КОГДА ХОЧЕТСЯ ГОВОРИТЬ: Слава PTRK
Слава PTRK. Портрет Эми Уайнхаус на ВИЗ-бульваре. Лето 2010 года
Фотография предоставлена Славой PTRK
Уличное искусство воспринимают как своеобразное медиа, а екатеринбургский художник Слава PTRK с его выбором героев работает, как газетный карикатурист в давние времена. Доктор Хаус, Владимир Путин, Эми Уайнхаус, Ленин, человек, потерявший целостность, собираемый из фрагментов информационных потоков, — персонажи его произведений. Все они создают образы реальности, где-то между телевидением, блогами и банальной, повседневной жизнью. И где-то там обнаружить себя может почти каждый.
— Я изучала историю искусства, знала о граффити, художниках вроде Баскиа и Бэнкси, но впервые на трафаретные изображения на стенах домов обратила внимание в Одессе в середине 2000-х. Мне тогда все это понравилось, потому что это были для меня загадочные знаки, послания городу. Хотелось понять, можно ли их читать, как они связаны со структурой города. Потом огромное количество такого рода изображений стало появляться в Екатеринбурге. Как вы работаете с городским пространством, как выбираете места, связываете картинки и город?

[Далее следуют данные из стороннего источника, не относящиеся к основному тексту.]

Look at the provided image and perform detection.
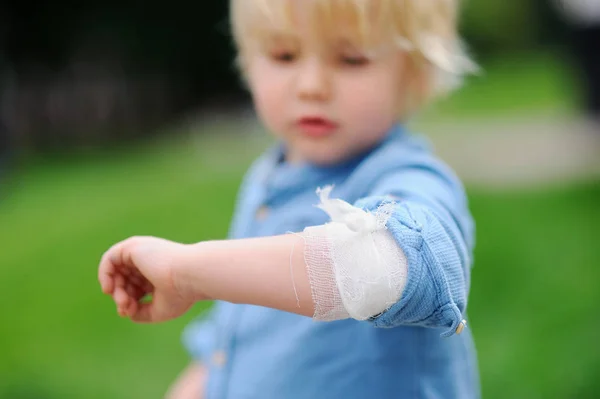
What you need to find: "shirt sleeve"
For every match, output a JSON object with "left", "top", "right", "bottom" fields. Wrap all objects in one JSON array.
[
  {"left": 307, "top": 161, "right": 473, "bottom": 336},
  {"left": 355, "top": 168, "right": 473, "bottom": 336}
]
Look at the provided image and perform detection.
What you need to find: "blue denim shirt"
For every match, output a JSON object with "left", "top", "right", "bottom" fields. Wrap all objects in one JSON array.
[{"left": 184, "top": 126, "right": 480, "bottom": 399}]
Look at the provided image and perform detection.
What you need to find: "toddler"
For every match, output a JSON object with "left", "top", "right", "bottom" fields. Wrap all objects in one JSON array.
[{"left": 99, "top": 0, "right": 480, "bottom": 399}]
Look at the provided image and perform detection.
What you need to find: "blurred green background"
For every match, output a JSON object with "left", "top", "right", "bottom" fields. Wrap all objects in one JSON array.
[{"left": 0, "top": 0, "right": 600, "bottom": 399}]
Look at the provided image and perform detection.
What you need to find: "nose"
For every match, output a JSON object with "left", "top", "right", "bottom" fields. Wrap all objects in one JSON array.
[{"left": 297, "top": 57, "right": 331, "bottom": 101}]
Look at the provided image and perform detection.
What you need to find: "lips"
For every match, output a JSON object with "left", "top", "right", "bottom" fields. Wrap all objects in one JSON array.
[{"left": 297, "top": 116, "right": 338, "bottom": 138}]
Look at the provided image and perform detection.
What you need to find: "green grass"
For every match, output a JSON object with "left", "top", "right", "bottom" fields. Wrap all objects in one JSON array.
[
  {"left": 0, "top": 133, "right": 600, "bottom": 399},
  {"left": 423, "top": 53, "right": 577, "bottom": 119}
]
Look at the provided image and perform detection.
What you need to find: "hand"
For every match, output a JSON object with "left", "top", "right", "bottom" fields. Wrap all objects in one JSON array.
[{"left": 98, "top": 237, "right": 196, "bottom": 323}]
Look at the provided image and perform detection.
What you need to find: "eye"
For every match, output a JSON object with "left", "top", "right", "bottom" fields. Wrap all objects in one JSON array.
[
  {"left": 271, "top": 50, "right": 298, "bottom": 64},
  {"left": 340, "top": 55, "right": 369, "bottom": 67}
]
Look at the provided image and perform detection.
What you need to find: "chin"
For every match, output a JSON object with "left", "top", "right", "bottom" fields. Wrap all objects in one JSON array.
[{"left": 303, "top": 151, "right": 352, "bottom": 167}]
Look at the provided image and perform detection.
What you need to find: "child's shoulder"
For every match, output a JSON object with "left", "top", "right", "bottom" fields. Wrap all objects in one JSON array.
[{"left": 353, "top": 128, "right": 460, "bottom": 184}]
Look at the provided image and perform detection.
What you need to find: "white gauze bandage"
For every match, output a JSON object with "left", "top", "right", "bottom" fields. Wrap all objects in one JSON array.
[{"left": 302, "top": 186, "right": 408, "bottom": 321}]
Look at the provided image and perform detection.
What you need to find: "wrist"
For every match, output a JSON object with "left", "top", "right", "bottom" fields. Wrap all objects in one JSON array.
[{"left": 173, "top": 242, "right": 216, "bottom": 302}]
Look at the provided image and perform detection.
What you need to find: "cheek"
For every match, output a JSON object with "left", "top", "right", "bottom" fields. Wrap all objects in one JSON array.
[{"left": 249, "top": 62, "right": 287, "bottom": 129}]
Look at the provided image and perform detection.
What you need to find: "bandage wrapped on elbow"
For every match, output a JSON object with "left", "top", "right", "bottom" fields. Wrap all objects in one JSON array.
[{"left": 302, "top": 187, "right": 408, "bottom": 321}]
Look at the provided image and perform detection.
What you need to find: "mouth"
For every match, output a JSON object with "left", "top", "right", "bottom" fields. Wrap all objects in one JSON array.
[{"left": 297, "top": 116, "right": 339, "bottom": 138}]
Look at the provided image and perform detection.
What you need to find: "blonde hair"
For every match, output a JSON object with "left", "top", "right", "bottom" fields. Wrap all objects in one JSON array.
[{"left": 230, "top": 0, "right": 477, "bottom": 109}]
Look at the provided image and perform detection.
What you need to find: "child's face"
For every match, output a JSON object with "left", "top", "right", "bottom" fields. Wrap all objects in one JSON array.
[{"left": 246, "top": 3, "right": 405, "bottom": 165}]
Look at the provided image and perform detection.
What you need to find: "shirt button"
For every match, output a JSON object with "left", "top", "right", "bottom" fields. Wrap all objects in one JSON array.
[
  {"left": 256, "top": 205, "right": 269, "bottom": 221},
  {"left": 456, "top": 319, "right": 467, "bottom": 334},
  {"left": 212, "top": 351, "right": 227, "bottom": 367}
]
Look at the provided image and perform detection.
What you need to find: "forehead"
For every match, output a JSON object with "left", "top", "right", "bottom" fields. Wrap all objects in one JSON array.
[{"left": 233, "top": 0, "right": 393, "bottom": 46}]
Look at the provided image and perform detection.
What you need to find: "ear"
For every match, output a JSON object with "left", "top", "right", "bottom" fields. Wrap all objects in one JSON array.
[{"left": 398, "top": 53, "right": 433, "bottom": 119}]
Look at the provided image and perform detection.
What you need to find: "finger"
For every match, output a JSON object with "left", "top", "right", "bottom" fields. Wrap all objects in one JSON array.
[
  {"left": 126, "top": 301, "right": 139, "bottom": 317},
  {"left": 113, "top": 287, "right": 131, "bottom": 316},
  {"left": 131, "top": 302, "right": 155, "bottom": 323},
  {"left": 98, "top": 240, "right": 131, "bottom": 294},
  {"left": 98, "top": 252, "right": 115, "bottom": 294},
  {"left": 125, "top": 284, "right": 146, "bottom": 302}
]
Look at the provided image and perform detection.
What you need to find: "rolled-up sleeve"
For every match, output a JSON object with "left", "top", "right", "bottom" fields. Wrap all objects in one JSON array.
[{"left": 354, "top": 167, "right": 474, "bottom": 337}]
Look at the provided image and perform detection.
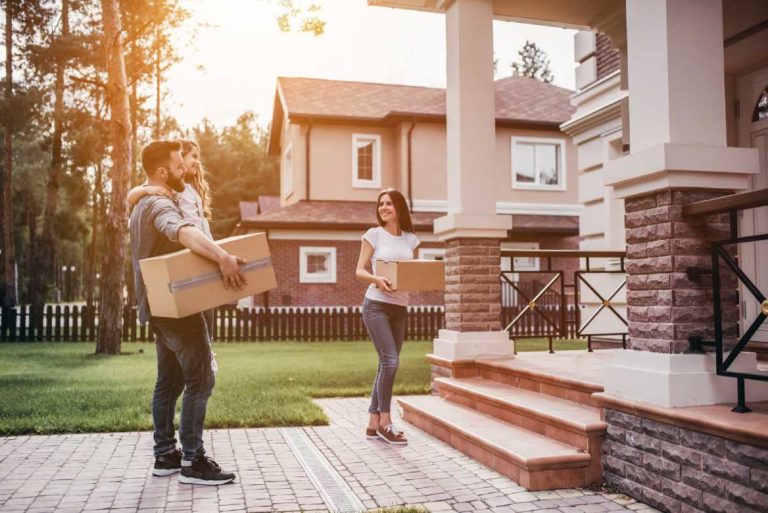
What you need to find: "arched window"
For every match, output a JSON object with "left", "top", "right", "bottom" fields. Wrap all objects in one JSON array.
[{"left": 752, "top": 87, "right": 768, "bottom": 123}]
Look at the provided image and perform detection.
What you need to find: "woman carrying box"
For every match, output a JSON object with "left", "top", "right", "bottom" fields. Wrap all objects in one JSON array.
[{"left": 355, "top": 189, "right": 419, "bottom": 445}]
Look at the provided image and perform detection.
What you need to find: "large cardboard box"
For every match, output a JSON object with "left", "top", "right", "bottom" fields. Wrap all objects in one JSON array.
[
  {"left": 376, "top": 259, "right": 445, "bottom": 291},
  {"left": 139, "top": 233, "right": 277, "bottom": 319}
]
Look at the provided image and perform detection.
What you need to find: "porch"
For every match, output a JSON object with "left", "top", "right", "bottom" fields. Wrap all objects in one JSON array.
[{"left": 399, "top": 349, "right": 768, "bottom": 494}]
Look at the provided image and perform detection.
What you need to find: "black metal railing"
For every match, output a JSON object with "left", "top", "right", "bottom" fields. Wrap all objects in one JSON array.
[
  {"left": 501, "top": 249, "right": 628, "bottom": 353},
  {"left": 683, "top": 189, "right": 768, "bottom": 413}
]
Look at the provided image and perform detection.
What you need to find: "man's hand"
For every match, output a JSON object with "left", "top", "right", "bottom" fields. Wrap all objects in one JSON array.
[{"left": 219, "top": 254, "right": 248, "bottom": 290}]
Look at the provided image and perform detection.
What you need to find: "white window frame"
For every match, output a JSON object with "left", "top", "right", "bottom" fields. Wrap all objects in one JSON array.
[
  {"left": 282, "top": 143, "right": 293, "bottom": 198},
  {"left": 501, "top": 242, "right": 541, "bottom": 275},
  {"left": 419, "top": 248, "right": 445, "bottom": 261},
  {"left": 299, "top": 246, "right": 336, "bottom": 283},
  {"left": 509, "top": 136, "right": 567, "bottom": 191},
  {"left": 352, "top": 134, "right": 381, "bottom": 189}
]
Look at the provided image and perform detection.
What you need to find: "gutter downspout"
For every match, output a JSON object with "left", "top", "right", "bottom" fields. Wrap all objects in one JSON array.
[
  {"left": 408, "top": 119, "right": 416, "bottom": 212},
  {"left": 304, "top": 118, "right": 312, "bottom": 201}
]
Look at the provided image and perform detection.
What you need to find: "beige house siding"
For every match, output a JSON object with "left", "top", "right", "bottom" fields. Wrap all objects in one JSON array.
[
  {"left": 281, "top": 121, "right": 578, "bottom": 209},
  {"left": 281, "top": 123, "right": 400, "bottom": 205},
  {"left": 414, "top": 122, "right": 448, "bottom": 201}
]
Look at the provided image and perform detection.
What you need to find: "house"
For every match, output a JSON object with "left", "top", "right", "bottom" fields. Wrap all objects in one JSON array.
[
  {"left": 368, "top": 0, "right": 768, "bottom": 506},
  {"left": 237, "top": 77, "right": 582, "bottom": 306}
]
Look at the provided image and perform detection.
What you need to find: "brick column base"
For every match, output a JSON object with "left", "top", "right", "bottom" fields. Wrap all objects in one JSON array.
[
  {"left": 445, "top": 238, "right": 501, "bottom": 332},
  {"left": 625, "top": 189, "right": 738, "bottom": 354}
]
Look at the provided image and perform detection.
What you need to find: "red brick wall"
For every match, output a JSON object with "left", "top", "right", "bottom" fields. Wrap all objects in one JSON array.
[
  {"left": 595, "top": 32, "right": 621, "bottom": 80},
  {"left": 254, "top": 233, "right": 578, "bottom": 306},
  {"left": 254, "top": 239, "right": 444, "bottom": 306}
]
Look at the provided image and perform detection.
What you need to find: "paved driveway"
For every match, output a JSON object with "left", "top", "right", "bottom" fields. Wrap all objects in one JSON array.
[{"left": 0, "top": 398, "right": 656, "bottom": 513}]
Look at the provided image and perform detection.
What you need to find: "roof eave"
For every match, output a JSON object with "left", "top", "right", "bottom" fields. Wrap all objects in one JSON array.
[{"left": 288, "top": 112, "right": 567, "bottom": 130}]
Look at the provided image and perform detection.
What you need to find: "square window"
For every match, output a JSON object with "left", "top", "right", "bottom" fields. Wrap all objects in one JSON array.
[
  {"left": 299, "top": 247, "right": 336, "bottom": 283},
  {"left": 419, "top": 248, "right": 445, "bottom": 261},
  {"left": 352, "top": 134, "right": 381, "bottom": 189},
  {"left": 511, "top": 137, "right": 565, "bottom": 191}
]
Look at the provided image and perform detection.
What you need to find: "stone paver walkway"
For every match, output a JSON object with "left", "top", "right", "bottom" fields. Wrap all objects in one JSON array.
[{"left": 0, "top": 398, "right": 656, "bottom": 513}]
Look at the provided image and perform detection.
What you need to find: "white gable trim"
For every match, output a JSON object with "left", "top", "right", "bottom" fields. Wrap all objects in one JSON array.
[{"left": 413, "top": 199, "right": 584, "bottom": 216}]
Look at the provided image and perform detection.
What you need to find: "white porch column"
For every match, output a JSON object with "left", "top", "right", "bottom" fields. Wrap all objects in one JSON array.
[
  {"left": 434, "top": 0, "right": 513, "bottom": 360},
  {"left": 605, "top": 0, "right": 758, "bottom": 198},
  {"left": 605, "top": 0, "right": 768, "bottom": 407}
]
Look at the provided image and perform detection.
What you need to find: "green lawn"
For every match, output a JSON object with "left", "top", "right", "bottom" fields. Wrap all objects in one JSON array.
[{"left": 0, "top": 339, "right": 584, "bottom": 435}]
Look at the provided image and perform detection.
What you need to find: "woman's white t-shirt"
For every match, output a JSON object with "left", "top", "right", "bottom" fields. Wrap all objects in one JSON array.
[
  {"left": 178, "top": 183, "right": 213, "bottom": 240},
  {"left": 362, "top": 226, "right": 421, "bottom": 306}
]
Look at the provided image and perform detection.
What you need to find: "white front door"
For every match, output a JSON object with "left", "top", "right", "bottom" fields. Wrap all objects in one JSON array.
[{"left": 738, "top": 68, "right": 768, "bottom": 344}]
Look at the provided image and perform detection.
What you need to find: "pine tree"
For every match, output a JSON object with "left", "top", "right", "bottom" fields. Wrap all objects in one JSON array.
[
  {"left": 96, "top": 0, "right": 132, "bottom": 354},
  {"left": 512, "top": 41, "right": 555, "bottom": 84}
]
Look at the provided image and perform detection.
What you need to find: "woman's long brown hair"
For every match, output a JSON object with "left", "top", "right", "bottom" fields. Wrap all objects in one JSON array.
[
  {"left": 179, "top": 140, "right": 213, "bottom": 221},
  {"left": 376, "top": 187, "right": 414, "bottom": 233}
]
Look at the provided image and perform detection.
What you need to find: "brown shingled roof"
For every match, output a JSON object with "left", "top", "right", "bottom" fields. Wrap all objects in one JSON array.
[
  {"left": 278, "top": 77, "right": 574, "bottom": 124},
  {"left": 238, "top": 201, "right": 579, "bottom": 235}
]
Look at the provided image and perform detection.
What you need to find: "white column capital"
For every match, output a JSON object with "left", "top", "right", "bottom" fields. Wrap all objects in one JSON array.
[
  {"left": 604, "top": 0, "right": 759, "bottom": 198},
  {"left": 435, "top": 214, "right": 512, "bottom": 241}
]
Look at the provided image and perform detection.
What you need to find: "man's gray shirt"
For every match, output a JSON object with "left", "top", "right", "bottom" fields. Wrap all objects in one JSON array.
[{"left": 130, "top": 195, "right": 194, "bottom": 324}]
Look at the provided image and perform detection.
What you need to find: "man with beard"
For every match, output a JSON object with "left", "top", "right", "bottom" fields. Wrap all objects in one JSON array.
[{"left": 130, "top": 141, "right": 245, "bottom": 485}]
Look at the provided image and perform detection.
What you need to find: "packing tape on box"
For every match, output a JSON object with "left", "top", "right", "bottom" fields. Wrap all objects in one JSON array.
[{"left": 168, "top": 257, "right": 272, "bottom": 294}]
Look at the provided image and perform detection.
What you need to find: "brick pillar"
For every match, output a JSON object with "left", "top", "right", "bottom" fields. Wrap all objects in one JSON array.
[
  {"left": 625, "top": 189, "right": 738, "bottom": 354},
  {"left": 445, "top": 238, "right": 501, "bottom": 332}
]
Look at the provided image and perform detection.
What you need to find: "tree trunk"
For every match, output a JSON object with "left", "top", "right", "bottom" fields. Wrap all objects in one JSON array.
[
  {"left": 154, "top": 34, "right": 162, "bottom": 139},
  {"left": 32, "top": 0, "right": 69, "bottom": 309},
  {"left": 96, "top": 0, "right": 132, "bottom": 354},
  {"left": 85, "top": 163, "right": 102, "bottom": 312},
  {"left": 0, "top": 0, "right": 17, "bottom": 308}
]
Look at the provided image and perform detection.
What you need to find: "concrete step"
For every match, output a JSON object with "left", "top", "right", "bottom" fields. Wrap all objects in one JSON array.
[
  {"left": 433, "top": 378, "right": 607, "bottom": 452},
  {"left": 398, "top": 396, "right": 601, "bottom": 490},
  {"left": 474, "top": 351, "right": 608, "bottom": 407}
]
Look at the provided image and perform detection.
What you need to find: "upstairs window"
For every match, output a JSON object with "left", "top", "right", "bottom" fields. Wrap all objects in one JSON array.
[
  {"left": 352, "top": 134, "right": 381, "bottom": 189},
  {"left": 512, "top": 137, "right": 565, "bottom": 191}
]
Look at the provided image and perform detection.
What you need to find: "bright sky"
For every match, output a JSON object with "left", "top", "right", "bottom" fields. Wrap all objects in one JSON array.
[{"left": 164, "top": 0, "right": 575, "bottom": 127}]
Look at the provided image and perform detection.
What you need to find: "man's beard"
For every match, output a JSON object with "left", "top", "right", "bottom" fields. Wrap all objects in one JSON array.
[{"left": 166, "top": 173, "right": 184, "bottom": 192}]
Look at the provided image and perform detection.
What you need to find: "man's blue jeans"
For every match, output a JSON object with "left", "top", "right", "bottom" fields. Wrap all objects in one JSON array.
[
  {"left": 363, "top": 298, "right": 407, "bottom": 413},
  {"left": 150, "top": 314, "right": 215, "bottom": 460}
]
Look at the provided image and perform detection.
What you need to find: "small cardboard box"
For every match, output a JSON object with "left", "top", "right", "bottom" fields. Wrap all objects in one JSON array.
[
  {"left": 376, "top": 259, "right": 445, "bottom": 291},
  {"left": 139, "top": 233, "right": 277, "bottom": 319}
]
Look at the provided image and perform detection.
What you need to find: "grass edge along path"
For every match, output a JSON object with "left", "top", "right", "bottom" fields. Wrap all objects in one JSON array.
[{"left": 0, "top": 339, "right": 584, "bottom": 436}]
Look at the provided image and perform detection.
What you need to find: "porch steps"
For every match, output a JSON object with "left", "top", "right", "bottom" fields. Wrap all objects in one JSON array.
[
  {"left": 399, "top": 352, "right": 607, "bottom": 490},
  {"left": 398, "top": 396, "right": 592, "bottom": 490},
  {"left": 434, "top": 378, "right": 607, "bottom": 456},
  {"left": 474, "top": 350, "right": 610, "bottom": 407}
]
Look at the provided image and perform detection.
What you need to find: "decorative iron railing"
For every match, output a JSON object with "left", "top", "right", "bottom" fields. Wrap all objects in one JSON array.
[
  {"left": 501, "top": 249, "right": 628, "bottom": 353},
  {"left": 683, "top": 189, "right": 768, "bottom": 413}
]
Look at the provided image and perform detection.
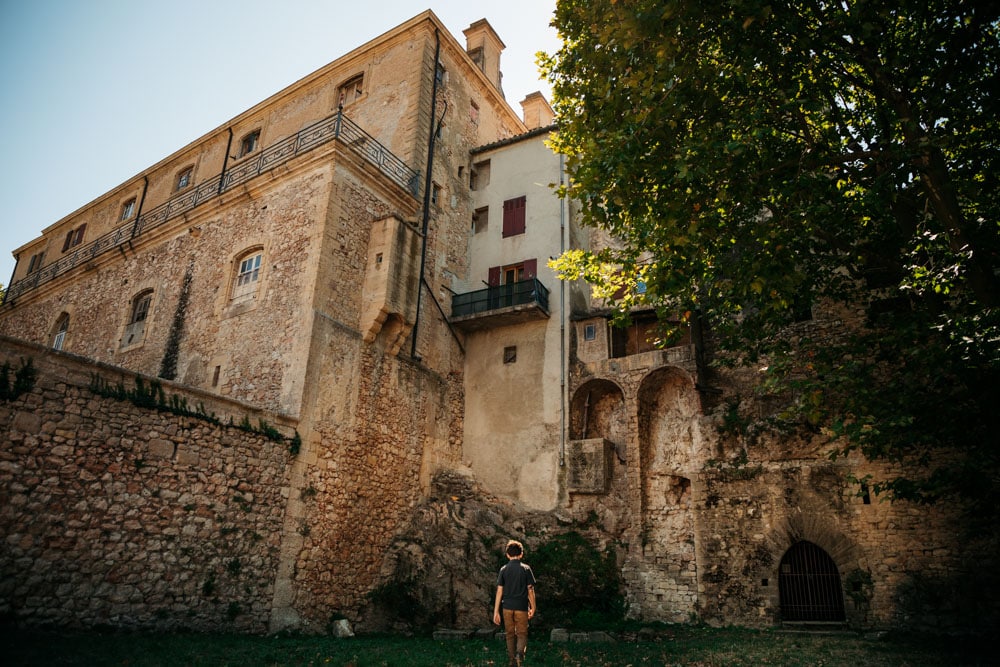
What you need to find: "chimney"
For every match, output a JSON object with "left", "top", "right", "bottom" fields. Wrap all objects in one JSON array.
[
  {"left": 462, "top": 19, "right": 506, "bottom": 94},
  {"left": 521, "top": 90, "right": 556, "bottom": 130}
]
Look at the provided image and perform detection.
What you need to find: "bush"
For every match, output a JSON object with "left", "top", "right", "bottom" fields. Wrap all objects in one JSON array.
[{"left": 525, "top": 532, "right": 625, "bottom": 630}]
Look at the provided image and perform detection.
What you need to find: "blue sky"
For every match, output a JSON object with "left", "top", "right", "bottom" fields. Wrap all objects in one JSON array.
[{"left": 0, "top": 0, "right": 559, "bottom": 285}]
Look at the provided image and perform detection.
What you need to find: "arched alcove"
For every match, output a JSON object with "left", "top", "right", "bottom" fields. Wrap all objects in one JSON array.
[
  {"left": 638, "top": 367, "right": 701, "bottom": 509},
  {"left": 570, "top": 380, "right": 627, "bottom": 448},
  {"left": 778, "top": 540, "right": 845, "bottom": 623}
]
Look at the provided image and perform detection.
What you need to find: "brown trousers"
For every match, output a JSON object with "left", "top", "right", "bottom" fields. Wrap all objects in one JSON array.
[{"left": 503, "top": 609, "right": 528, "bottom": 665}]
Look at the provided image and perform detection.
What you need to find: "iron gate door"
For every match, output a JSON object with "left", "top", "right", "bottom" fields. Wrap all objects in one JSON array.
[{"left": 778, "top": 541, "right": 844, "bottom": 622}]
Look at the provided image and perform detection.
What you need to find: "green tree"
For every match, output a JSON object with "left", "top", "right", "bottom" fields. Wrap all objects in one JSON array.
[{"left": 540, "top": 0, "right": 1000, "bottom": 515}]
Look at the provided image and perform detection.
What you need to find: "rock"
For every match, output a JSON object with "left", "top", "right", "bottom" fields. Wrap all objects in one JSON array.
[{"left": 330, "top": 618, "right": 354, "bottom": 638}]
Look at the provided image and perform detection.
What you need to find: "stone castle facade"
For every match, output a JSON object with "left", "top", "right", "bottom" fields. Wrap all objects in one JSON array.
[{"left": 0, "top": 12, "right": 992, "bottom": 632}]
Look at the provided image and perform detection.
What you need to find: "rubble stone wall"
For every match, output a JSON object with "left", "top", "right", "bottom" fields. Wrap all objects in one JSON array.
[{"left": 0, "top": 338, "right": 294, "bottom": 632}]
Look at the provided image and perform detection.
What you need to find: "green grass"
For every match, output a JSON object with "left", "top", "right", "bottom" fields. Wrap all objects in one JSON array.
[{"left": 0, "top": 625, "right": 995, "bottom": 667}]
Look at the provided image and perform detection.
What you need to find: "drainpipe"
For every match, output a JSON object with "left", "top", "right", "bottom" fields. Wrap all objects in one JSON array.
[
  {"left": 129, "top": 176, "right": 149, "bottom": 241},
  {"left": 217, "top": 128, "right": 233, "bottom": 195},
  {"left": 410, "top": 28, "right": 441, "bottom": 361},
  {"left": 0, "top": 255, "right": 21, "bottom": 305},
  {"left": 559, "top": 153, "right": 569, "bottom": 467}
]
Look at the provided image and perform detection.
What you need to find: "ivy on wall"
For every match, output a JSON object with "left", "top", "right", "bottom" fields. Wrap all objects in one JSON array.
[
  {"left": 90, "top": 373, "right": 302, "bottom": 455},
  {"left": 0, "top": 357, "right": 38, "bottom": 401}
]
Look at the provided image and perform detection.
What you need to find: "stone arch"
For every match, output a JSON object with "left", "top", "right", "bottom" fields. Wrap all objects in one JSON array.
[
  {"left": 751, "top": 513, "right": 867, "bottom": 624},
  {"left": 569, "top": 379, "right": 628, "bottom": 459},
  {"left": 778, "top": 540, "right": 845, "bottom": 623},
  {"left": 636, "top": 366, "right": 701, "bottom": 617},
  {"left": 637, "top": 366, "right": 701, "bottom": 508}
]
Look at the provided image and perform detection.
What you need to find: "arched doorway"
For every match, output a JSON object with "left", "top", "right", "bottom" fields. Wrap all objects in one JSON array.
[{"left": 778, "top": 540, "right": 844, "bottom": 623}]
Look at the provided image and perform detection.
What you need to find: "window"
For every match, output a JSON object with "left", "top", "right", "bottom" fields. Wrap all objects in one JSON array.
[
  {"left": 487, "top": 259, "right": 538, "bottom": 309},
  {"left": 232, "top": 250, "right": 262, "bottom": 301},
  {"left": 240, "top": 130, "right": 260, "bottom": 157},
  {"left": 28, "top": 251, "right": 45, "bottom": 273},
  {"left": 472, "top": 206, "right": 490, "bottom": 234},
  {"left": 118, "top": 197, "right": 135, "bottom": 221},
  {"left": 63, "top": 224, "right": 87, "bottom": 252},
  {"left": 469, "top": 46, "right": 486, "bottom": 69},
  {"left": 503, "top": 197, "right": 525, "bottom": 238},
  {"left": 469, "top": 160, "right": 490, "bottom": 190},
  {"left": 52, "top": 313, "right": 69, "bottom": 350},
  {"left": 122, "top": 290, "right": 153, "bottom": 347},
  {"left": 176, "top": 167, "right": 194, "bottom": 190},
  {"left": 337, "top": 74, "right": 365, "bottom": 106}
]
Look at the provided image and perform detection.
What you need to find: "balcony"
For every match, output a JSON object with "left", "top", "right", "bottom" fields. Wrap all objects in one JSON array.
[
  {"left": 0, "top": 110, "right": 420, "bottom": 303},
  {"left": 451, "top": 278, "right": 549, "bottom": 331}
]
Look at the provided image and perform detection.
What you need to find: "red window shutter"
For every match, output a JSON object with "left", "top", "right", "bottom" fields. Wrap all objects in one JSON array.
[
  {"left": 487, "top": 266, "right": 500, "bottom": 287},
  {"left": 524, "top": 259, "right": 538, "bottom": 280},
  {"left": 503, "top": 197, "right": 525, "bottom": 238}
]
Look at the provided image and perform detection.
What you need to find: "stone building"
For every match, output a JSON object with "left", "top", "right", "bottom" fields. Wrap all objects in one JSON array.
[{"left": 0, "top": 11, "right": 992, "bottom": 631}]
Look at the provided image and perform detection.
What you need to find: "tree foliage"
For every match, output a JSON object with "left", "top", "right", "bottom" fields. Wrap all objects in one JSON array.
[{"left": 541, "top": 0, "right": 1000, "bottom": 507}]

— Для меня очень важно расположение рисунка. Мне не интересно рисовать дома, а на улице я всегда выбираю места максимально людные, с максимальной проходимостью. Чем больше людей ходит, тем больше людей увидит мой рисунок, тем лучше. Плюс, в контекст вписываю, как с «Кириллом».
— Но когда вы множите изображения, зачем вы это делаете?
— Трафарет на то и рассчитан, чтобы его несколько раз рисовать.
— Зачем?
— Просто ты множишь свое искусство. Ты можешь дублировать свое изображение много раз, и это никак не привязывается к конкретным местам.
— Но зачем? Это напоминает магазинную расстановку товара. Чем больше пива или коробок пельменей выставишь, тем больше купят.
— Больше раз нарисуешь – больше людей увидит. Но я так не делаю, больше двух раз одно изображение не наношу. Не ставлю себе цели сделать много одинаковых рисунков.
— Вы не очень продуктивны.
— Да, есть такое дело. У меня такой темперамент: долго собираюсь, долго разгоняюсь, прежде чем начать делать. Могу делать одну работу в месяц, могу сделать две за ночь.
— Как вообще стали заниматься уличным искусством?
— Первый раз взял баллон в руки в 15 лет. Рисовал с переменным успехом около трех лет. Но потом забросил это дело, потому что пришло разочарование: ты просто пишешь свое имя, а это ничего, кроме эгоизма, не несет. После этого три года ничем не занимался, в прошлом году в начале сезона снова вышел на улицу. Один мой друг занимается трафаретами, я посмотрел, что он делает, и подумал, вот же интересная форма общения с публикой, с прохожими.
— Интересно, что бы вас заставило всю эту работу прекратить.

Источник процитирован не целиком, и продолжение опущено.